Anglo American’s dirty energy lobby and its false climate solutions
Climate talks in Lima will be subject to intense lobbying by some of the biggest industrial polluters. They not only cause serious social and environmental conflicts where they extract fossil fuels, their capture of decision-making also prevents a real solution to the climate crisis.
Greenhouse gas emissions are now the highest in human history and climate change is having widespread impact on human life and natural systems 1. But when governments meet at the United Nations COP 20 (Conference of Parties) climate talks in Lima under the United Nations Framework Convention on Climate Change (UNFCCC) they will be subject to intense lobbying by some of the biggest industrial polluters. The stakes could not be higher, as countries then head to the pivotal 2015 UNFCCC meeting in Paris, but the corporate capture of policy-making means there is an ongoing failure to address the root causes of climate change.
Instead of governments and international public institutions like the United Nations reigning in corporations that harm people and the environment they are, themselves, more and more controlled by those corporations.
In this publication Friends of the Earth International (FoEI), Corporate Europe Observatory (CEO), and the Transnational Institute (TNI) expose how corporations are undermining crucial climate policies, and promoting false solutions that will allow them to profit from the climate crisis, while expanding the extraction of dirty energy. This is exemplified through the case of the British-South African company Anglo American, which this report examines from its activities at the world’s biggest open-pit coal mine in Cerrejón, in La Guajira, Colombia, all the way up to its lobbying at the UNFCCC.

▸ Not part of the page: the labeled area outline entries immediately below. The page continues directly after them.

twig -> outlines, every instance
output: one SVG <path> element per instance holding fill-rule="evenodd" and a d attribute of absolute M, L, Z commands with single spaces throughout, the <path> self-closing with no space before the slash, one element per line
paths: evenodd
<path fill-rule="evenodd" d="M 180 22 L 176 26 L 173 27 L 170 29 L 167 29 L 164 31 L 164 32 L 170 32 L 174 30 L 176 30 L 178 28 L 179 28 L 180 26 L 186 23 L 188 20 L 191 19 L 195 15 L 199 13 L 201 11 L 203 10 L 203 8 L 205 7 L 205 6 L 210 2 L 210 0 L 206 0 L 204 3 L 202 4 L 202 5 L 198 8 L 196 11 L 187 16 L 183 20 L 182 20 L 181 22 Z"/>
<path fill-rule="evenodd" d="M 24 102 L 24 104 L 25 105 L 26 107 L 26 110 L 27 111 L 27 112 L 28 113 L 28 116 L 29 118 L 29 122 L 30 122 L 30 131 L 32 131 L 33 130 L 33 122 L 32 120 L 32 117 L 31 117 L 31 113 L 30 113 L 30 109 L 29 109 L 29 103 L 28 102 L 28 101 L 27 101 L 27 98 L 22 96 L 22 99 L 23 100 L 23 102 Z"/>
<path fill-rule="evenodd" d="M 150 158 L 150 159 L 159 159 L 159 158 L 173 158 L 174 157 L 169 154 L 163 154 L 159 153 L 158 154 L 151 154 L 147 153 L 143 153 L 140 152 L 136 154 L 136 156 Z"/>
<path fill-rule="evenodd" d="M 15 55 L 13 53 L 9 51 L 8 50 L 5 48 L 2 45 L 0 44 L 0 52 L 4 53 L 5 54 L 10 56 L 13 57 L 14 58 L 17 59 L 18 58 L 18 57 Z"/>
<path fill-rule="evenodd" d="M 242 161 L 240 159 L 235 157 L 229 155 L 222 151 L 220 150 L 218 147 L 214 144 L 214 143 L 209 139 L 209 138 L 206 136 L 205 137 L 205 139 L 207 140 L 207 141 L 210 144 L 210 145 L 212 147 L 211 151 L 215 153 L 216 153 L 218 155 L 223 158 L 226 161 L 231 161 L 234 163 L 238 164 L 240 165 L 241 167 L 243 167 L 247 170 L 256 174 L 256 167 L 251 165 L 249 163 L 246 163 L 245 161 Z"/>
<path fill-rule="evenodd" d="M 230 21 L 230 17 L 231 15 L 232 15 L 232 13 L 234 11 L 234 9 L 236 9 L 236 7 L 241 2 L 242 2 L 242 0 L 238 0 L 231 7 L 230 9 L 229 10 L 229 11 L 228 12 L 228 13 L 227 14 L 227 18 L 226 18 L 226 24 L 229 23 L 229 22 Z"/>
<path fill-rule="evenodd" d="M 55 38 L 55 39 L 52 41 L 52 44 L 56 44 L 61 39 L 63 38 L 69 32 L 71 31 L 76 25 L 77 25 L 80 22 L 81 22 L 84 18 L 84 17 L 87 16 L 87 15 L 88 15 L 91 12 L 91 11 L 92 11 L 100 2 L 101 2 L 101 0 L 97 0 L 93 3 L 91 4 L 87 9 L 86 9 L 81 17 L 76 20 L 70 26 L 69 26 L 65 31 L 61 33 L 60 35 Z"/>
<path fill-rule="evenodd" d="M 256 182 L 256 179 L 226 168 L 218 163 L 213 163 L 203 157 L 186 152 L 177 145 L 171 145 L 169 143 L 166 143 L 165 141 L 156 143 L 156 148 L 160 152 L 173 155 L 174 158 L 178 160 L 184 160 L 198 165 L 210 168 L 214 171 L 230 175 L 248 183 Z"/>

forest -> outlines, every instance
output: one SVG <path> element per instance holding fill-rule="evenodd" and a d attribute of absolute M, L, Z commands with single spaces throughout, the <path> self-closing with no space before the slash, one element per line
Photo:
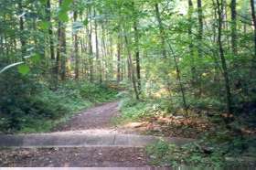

The UNFCCC should be a space for states to build commitments to change the current model of production and consumption, including a binding agreement to cut fossil fuel emissions on a fair, equitable, and scientific basis, taking into account the historical responsibilities of industrialized countries and their corporations. But the climate talks, from Lima to Paris, are likely to fail once more because the UNFCCC and governments are in thrall to transnational corporations such as Anglo American, whose business model depends upon our continued consumption of dirty energy.
Under the excessive influence of corporations, the UNFCCC is not only unable to deliver concrete measures for climate justice and serve peoples’ interests, it is paving the way for corporations, mainly big and historical polluters, to build new opportunities to profit from the climate crisis. In sum, the UNFCCC has been transformed from its intended use as a democratic forum into yet another space to create corporate-friendly policies and stall progress on action for climate justice. And the reality is that even before governments arrive at the UNFCCC talks they will have been subject to intense national level lobbying from corporations that will have influenced the positions they take internationally.
Behind and beyond the growing corporate power at the UN, free trade and investment negotiations are exacerbating the dirty extraction model, as well as transferring both resources and profits to northern corporations and their governments.
This discredits the UN. In 2013, civil society walked out from the coal-sponsored Warsaw COP19 to expose developed countries’ collusion with corporate polluters blocking progress at the talks. In September 2014, as governments gathered for the UN Secretary General’s corporate Climate Summit in New York, the city’s streets were flooded with hundreds of thousands of people demanding more than the empty promises on offer.2
The COP20 in Lima is a key step towards a global climate agreement in Paris in 2015. But all signs point towards it expanding carbon markets and other false solutions. There is little hope of progressing towards a fair agreement, moving beyond voluntary and insufficient pledges of emission reductions and finance. In both Europe, Latin America, and worldwide, the increase of dirty energy extraction infrastructures, combined with the financialisation of nature, has led to ordinary people demanding real solutions to the climate crisis and an end of corporate led policy making.